Look, I’m alive. On what? Neither childhood nor the future 
grows less…
More being than I’ll ever need springs up in my heart.

—Rainer Maria Rilke



Saturday, October 2, 2021

a maxim


To live each day as if it might be the last
Is an injunction that Marcus Aurelius
Inscribes in his journal to remind himself
That he, too, however privileged, is mortal,
That whatever bounty is destined to reach him
Has reached him already, many times.

But if you take his maxim too literally
And devote your mornings to tinkering with your will,
Your afternoons and evenings to saying farewell
To friends and family, you’ll come to regret it.
Soon your lawyer won’t fit you into his schedule.
Soon your dear ones will hide in a closet
When they hear your heavy step on the porch.
And then your house will slide into disrepair.

If this is my last day, you’ll say to yourself,
Why waste time sealing drafts in the window frames
Or cleaning gutters or patching the driveway?
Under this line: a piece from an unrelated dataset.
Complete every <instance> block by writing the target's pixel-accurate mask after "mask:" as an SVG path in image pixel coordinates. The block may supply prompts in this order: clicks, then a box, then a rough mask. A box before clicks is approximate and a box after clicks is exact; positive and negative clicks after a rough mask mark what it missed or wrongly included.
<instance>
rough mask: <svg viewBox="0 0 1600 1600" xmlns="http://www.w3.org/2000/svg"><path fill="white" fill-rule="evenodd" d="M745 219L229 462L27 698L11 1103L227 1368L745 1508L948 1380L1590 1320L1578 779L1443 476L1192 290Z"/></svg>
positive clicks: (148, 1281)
If you don’t want your heirs to curse the day
You first opened Marcus’s journals,
Take him simply to mean you should find an hour
Each day to pay a debt or forgive one,
Or write a letter of thanks or apology.

No shame in leaving behind some evidence
You were hoping to live beyond the moment.

No shame in a ticket to a concert seven months off,
Or, better yet, two tickets, as if you were hoping
To meet by then someone who’d love to join you,
Two seats near the front so you catch each note.